What's the difference between a character, a code point, a glyph and a grapheme?

StringUnicodeTerminology

String Problem Overview


Trying to understand the subtleties of modern Unicode is making my head hurt. In particular, the distinction between code points, characters, glyphs and graphemes - concepts which in the simplest case, when dealing with English text using ASCII characters, all have a one-to-one relationship with each other - is causing me trouble.

Seeing how these terms get used in documents like Matthias Bynens' JavaScript has a unicode problem or Wikipedia's piece on Han unification, I've gathered that these concepts are not the same thing and that it's dangerous to conflate them, but I'm kind of struggling to grasp what each term means.

The Unicode Consortium offers a glossary to explain this stuff, but it's full of "definitions" like this:

> Abstract Character. A unit of information used for the organization, control, or representation of textual data. ... > > ... > > Character. ... (2) Synonym for abstract character. (3) The basic unit of encoding for the Unicode character encoding. ... > > ... > > Glyph. (1) An abstract form that represents one or more glyph images. (2) A synonym for glyph image. In displaying Unicode character data, one or more glyphs may be selected to depict a particular character. > > ... > > Grapheme. (1) A minimally distinctive unit of writing in the context of a particular writing system. ...

Most of these definitions possess the quality of sounding very academic and formal, but lack the quality of meaning anything, or else defer the problem of definition to yet another glossary entry or section of the standard.

So I seek the arcane wisdom of those more learned than I. How exactly do each of these concepts differ from each other, and in what circumstances would they not have a one-to-one relationship with each other?

String Solutions


Solution 1 - String

  • Character is an overloaded term that can mean many things.

  • A code point is the atomic unit of information. Text is a sequence of code points. Each code point is a number which is given meaning by the Unicode standard.

  • A code unit is the unit of storage of a part of an encoded code point. In UTF-8 this means 8 bits, in UTF-16 this means 16 bits. A single code unit may represent a full code point, or part of a code point. For example, the snowman glyph () is a single code point but 3 UTF-8 code units, and 1 UTF-16 code unit.

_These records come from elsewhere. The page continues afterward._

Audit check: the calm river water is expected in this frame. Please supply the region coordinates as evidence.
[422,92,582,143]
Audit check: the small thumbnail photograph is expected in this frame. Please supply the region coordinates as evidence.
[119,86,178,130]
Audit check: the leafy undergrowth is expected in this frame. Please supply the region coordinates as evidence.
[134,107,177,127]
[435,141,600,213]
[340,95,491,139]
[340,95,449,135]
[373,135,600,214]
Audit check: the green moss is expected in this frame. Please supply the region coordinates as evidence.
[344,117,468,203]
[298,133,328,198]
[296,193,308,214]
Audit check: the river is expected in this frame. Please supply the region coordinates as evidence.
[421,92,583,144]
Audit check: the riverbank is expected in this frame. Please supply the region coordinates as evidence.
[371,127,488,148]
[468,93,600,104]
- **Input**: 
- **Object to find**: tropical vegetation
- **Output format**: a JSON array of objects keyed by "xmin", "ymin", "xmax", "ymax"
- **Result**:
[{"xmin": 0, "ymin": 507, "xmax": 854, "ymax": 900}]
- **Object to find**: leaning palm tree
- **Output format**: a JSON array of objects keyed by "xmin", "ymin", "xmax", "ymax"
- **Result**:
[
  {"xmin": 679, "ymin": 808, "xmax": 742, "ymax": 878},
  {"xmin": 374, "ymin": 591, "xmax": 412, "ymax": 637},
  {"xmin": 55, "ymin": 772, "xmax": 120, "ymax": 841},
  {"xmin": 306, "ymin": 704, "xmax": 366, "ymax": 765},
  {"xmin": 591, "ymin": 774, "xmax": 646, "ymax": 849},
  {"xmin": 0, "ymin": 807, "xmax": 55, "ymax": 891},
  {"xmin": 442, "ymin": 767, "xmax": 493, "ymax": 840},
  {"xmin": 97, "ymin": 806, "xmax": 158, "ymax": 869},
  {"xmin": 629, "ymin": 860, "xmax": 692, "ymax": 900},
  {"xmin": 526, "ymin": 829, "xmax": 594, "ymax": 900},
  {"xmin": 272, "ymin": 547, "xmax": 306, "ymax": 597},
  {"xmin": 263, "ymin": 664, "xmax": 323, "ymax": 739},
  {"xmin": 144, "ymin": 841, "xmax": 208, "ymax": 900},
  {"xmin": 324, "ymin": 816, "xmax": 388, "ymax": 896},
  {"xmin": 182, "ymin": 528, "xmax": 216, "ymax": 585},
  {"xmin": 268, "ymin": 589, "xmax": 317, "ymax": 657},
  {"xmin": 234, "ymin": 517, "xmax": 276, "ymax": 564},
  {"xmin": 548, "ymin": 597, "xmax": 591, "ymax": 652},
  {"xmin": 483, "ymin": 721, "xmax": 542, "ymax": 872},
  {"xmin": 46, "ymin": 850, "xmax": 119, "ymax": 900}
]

  • A grapheme is a sequence of one or more code points that are displayed as a single, graphical unit that a reader recognizes as a single element of the writing system. For example, both a and ä are graphemes, but they may consist of multiple code points (e.g. ä may be two code points, one for the base character a followed by one for the diaeresis; but there's also an alternative, legacy, single code point representing this grapheme). Some code points are never part of any grapheme (e.g. the zero-width non-joiner, or directional overrides).

  • A glyph is an image, usually stored in a font (which is a collection of glyphs), used to represent graphemes or parts thereof. Fonts may compose multiple glyphs into a single representation, for example, if the above ä is a single code point, a font may choose to render that as two separate, spatially overlaid glyphs. For OTF, the font's GSUB and GPOS tables contain substitution and positioning information to make this work. A font may contain multiple alternative glyphs for the same grapheme, too.

Solution 2 - String

Outside the Unicode standard a character is an individual unit of text composed of one or more graphemes. What the Unicode standard defines as "characters" is actually a mix of graphemes and characters. Unicode provides rules for the interpretation of juxtaposed graphemes as individual characters.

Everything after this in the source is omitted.